新しい仲間
王子の教育係という役目を承ったタオーネは、これからまた公務へ赴くという魔王に別れを告げ、部屋をあとにした。
広く洗練された廊下に出ると、そこには顔馴染みである魔王専属の侍女が待ち構えていた。
清潔なエプロンドレスに身を包んだ彼女は冷淡な表情を動かすことなくタオーネへ一礼し、きっちりと巻かれた撫子色の髪を崩さずに顔を上げて淡々と告げる。
「それでは、まずはご同僚の方のもとへご案内致します」
「はい。お願いします」
タオーネが了承するや否や、彼女は無駄のない動きで足音をたてることなく歩み始めた。
等速な脚運びは後ろに続くタオーネに配慮され、速すぎもしなければ遅すぎもしない。
まだ外は明るいというのに物静かな城内を進んでいく。
タオーネは無言のまま前を歩く侍女の、つる草と同化したような長い耳が揺れ動く様を見て、意を決して言葉を発した。
「あの」
「はい。どうか致しましたか」
声をかけられると同時に立ち止まり、振り向いた彼女に合わせて足を止める。
シャルラハロートと同じくして昔からの知り合いである彼女の表情はやはり変わることはない。

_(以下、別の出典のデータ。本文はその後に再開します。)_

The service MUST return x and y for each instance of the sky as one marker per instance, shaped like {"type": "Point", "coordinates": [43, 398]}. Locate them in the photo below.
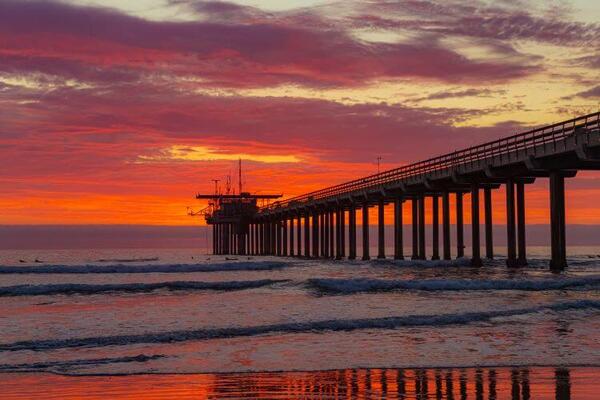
{"type": "Point", "coordinates": [119, 112]}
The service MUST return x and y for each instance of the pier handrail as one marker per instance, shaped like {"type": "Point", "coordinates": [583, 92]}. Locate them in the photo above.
{"type": "Point", "coordinates": [503, 146]}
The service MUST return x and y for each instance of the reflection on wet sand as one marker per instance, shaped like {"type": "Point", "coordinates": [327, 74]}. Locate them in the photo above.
{"type": "Point", "coordinates": [407, 384]}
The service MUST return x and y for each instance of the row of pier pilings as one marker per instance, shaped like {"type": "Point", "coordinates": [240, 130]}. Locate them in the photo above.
{"type": "Point", "coordinates": [319, 231]}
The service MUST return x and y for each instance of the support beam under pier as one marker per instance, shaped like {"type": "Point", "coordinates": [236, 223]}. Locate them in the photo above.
{"type": "Point", "coordinates": [398, 242]}
{"type": "Point", "coordinates": [422, 253]}
{"type": "Point", "coordinates": [365, 213]}
{"type": "Point", "coordinates": [415, 228]}
{"type": "Point", "coordinates": [511, 238]}
{"type": "Point", "coordinates": [475, 238]}
{"type": "Point", "coordinates": [557, 221]}
{"type": "Point", "coordinates": [381, 229]}
{"type": "Point", "coordinates": [315, 235]}
{"type": "Point", "coordinates": [435, 227]}
{"type": "Point", "coordinates": [460, 234]}
{"type": "Point", "coordinates": [521, 243]}
{"type": "Point", "coordinates": [446, 224]}
{"type": "Point", "coordinates": [489, 238]}
{"type": "Point", "coordinates": [352, 233]}
{"type": "Point", "coordinates": [307, 234]}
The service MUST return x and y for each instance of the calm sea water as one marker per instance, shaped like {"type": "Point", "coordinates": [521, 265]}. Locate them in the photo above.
{"type": "Point", "coordinates": [179, 311]}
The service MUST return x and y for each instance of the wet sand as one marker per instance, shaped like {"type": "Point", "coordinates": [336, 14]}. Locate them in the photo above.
{"type": "Point", "coordinates": [448, 384]}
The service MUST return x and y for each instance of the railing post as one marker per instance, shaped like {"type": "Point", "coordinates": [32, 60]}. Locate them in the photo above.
{"type": "Point", "coordinates": [446, 224]}
{"type": "Point", "coordinates": [475, 238]}
{"type": "Point", "coordinates": [365, 228]}
{"type": "Point", "coordinates": [398, 242]}
{"type": "Point", "coordinates": [381, 229]}
{"type": "Point", "coordinates": [460, 236]}
{"type": "Point", "coordinates": [435, 227]}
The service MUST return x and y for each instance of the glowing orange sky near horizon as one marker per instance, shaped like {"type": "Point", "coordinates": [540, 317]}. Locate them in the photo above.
{"type": "Point", "coordinates": [120, 116]}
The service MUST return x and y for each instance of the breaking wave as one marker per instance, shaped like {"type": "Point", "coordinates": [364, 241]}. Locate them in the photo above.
{"type": "Point", "coordinates": [74, 288]}
{"type": "Point", "coordinates": [288, 328]}
{"type": "Point", "coordinates": [62, 366]}
{"type": "Point", "coordinates": [142, 269]}
{"type": "Point", "coordinates": [348, 286]}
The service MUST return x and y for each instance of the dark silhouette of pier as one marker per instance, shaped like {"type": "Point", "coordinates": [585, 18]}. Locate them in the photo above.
{"type": "Point", "coordinates": [314, 224]}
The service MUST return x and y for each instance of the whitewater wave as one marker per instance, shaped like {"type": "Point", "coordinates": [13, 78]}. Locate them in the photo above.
{"type": "Point", "coordinates": [75, 288]}
{"type": "Point", "coordinates": [348, 286]}
{"type": "Point", "coordinates": [300, 327]}
{"type": "Point", "coordinates": [143, 269]}
{"type": "Point", "coordinates": [122, 260]}
{"type": "Point", "coordinates": [64, 366]}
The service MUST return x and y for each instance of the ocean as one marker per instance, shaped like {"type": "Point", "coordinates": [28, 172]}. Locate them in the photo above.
{"type": "Point", "coordinates": [297, 328]}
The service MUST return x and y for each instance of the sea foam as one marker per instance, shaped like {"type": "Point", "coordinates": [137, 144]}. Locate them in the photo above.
{"type": "Point", "coordinates": [142, 269]}
{"type": "Point", "coordinates": [348, 286]}
{"type": "Point", "coordinates": [436, 320]}
{"type": "Point", "coordinates": [76, 288]}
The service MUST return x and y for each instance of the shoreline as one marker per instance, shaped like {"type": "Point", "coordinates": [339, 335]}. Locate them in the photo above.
{"type": "Point", "coordinates": [520, 382]}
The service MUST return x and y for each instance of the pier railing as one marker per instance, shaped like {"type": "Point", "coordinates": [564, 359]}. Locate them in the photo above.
{"type": "Point", "coordinates": [531, 139]}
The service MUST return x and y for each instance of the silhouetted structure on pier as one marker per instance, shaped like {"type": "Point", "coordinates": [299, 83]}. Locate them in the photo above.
{"type": "Point", "coordinates": [318, 218]}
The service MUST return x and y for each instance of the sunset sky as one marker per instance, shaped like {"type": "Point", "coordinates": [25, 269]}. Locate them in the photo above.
{"type": "Point", "coordinates": [119, 112]}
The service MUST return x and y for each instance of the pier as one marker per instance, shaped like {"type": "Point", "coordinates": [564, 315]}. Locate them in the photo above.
{"type": "Point", "coordinates": [314, 224]}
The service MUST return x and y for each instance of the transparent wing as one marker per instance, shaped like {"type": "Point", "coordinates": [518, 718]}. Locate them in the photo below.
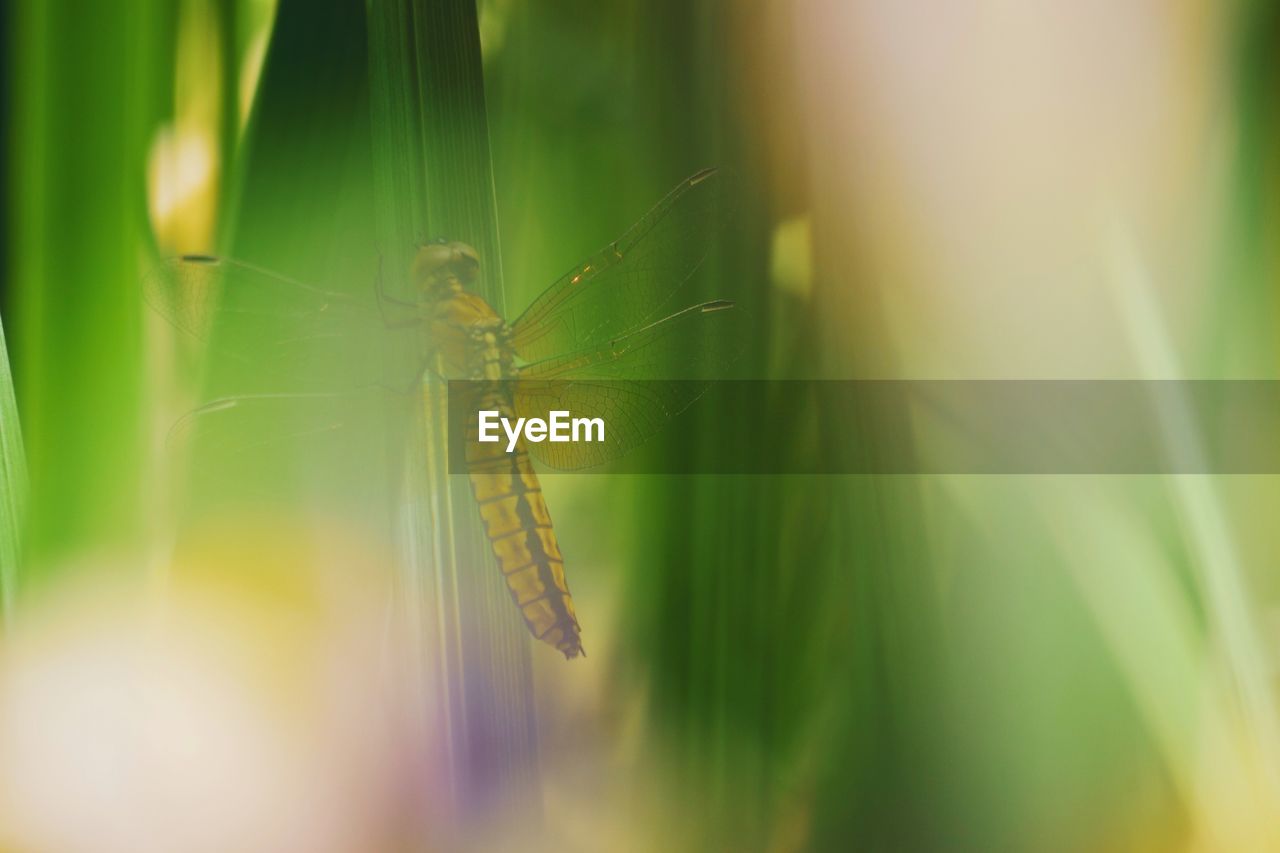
{"type": "Point", "coordinates": [690, 347]}
{"type": "Point", "coordinates": [278, 327]}
{"type": "Point", "coordinates": [629, 282]}
{"type": "Point", "coordinates": [275, 442]}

常から厳しい顔つきをしているため、他者から恐れられることも多いようだが、タオーネはとっくに慣れているので気にならない。
年齢を重ねるごとに肌の色が変化するという魔族の中でも珍しい特性をもった種族の出身である彼女の、茶色がかったオリーブ色の肌を目にしながら遠慮がちに言葉を続ける。
「久方ぶりに再会して、いきなり仕事の話で申し訳ないのですが……」
「お気になさらず。わたくしも勤務中は私語を慎むべきだと考えておりますので、再会を喜ぶのはまたの機会でよろしいでしょう」
きっぱりと言い切った彼女は昔と何も変わりない。
幾分か肌の色が深くなったようだが、規律を重んじる性格も、厳しい物言いも、すべて彼女が少女だった時代と同じものだった。
その頃を無性に懐かしく思いながら、タオーネは改めて質問を口にした。
「では、ネルケさん。あなたから見て、殿下はどのような方だとお考えですか?」
言葉にしてみると随分と思い切った問いかけのように思えるが、相手は気心の知れたネルケだ。
仕事中は無駄口を叩かず、魔王の後ろに控えている彼女も、ひとたび口を開けば抜群の切れ味を発揮することをタオーネは知っている。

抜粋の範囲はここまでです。